Penghargaan atas materi dan gelar
Gelar baik akademik atau keagamaan masih menjadi pujaan. Soal level pengetahuan agama apalagi penghayatannya nol sekalipun tidak menjadi masalah. Apapun agamanya, gak perlu sensi, gelar berderet yang kadang bingung kapan kuliahnya dengan bangga disandang. Pas ditanya bisa saja tidak mampu menjawab, toh banyak yang tidak malu. Berkaitan juga dengan kekayaan dan materi. Sepanjang materi, uang, asalnya dari mana tidak penting, ya sudah semua hancur lebur. Â Semua bisa dibeli. Gelar dibeli, jabatan dibeli, kebenaran dibeli. Dan itu pun jaminan untuk tenar, dipuja, dihormati, dan menjadi tangga untuk naik derajat, meskipun palsu tidak menjadi pertimbangan.
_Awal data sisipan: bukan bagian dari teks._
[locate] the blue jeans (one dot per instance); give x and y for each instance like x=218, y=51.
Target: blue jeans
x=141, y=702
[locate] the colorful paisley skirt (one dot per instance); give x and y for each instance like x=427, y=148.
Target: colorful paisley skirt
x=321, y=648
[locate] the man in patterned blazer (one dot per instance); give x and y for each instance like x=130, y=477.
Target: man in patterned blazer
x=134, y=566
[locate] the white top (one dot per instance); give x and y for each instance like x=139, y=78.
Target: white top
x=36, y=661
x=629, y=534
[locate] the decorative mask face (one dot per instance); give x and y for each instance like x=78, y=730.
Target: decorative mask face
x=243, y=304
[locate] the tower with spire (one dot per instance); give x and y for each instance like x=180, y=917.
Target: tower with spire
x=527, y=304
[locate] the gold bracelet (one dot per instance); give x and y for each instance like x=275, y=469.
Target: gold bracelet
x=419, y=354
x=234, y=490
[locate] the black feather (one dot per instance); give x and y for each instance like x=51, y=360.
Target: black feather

Orientasi akan hasil bukan proses
Budaya bangsa yang masih hanya soal hasil ternyata sangat berpengaruh. Meskipun antifasis toh para pelaku politik cenderung sangat fasis, ketika menggunakan cara asal menang, asal berkuasa, soal benar dan salah masih bisa diatur. Proses, kerja keras apalagi kerja cerdas bukan menjadi pilihan. Potong kompas dan terabas menjadi gaya hidup yang sangat mengemuka. Jangan kaget kalau karena kaya bisa menjadi apa saja. Mental priyayi sangat merusak tanpa adanya pendidikan dan penyadaran.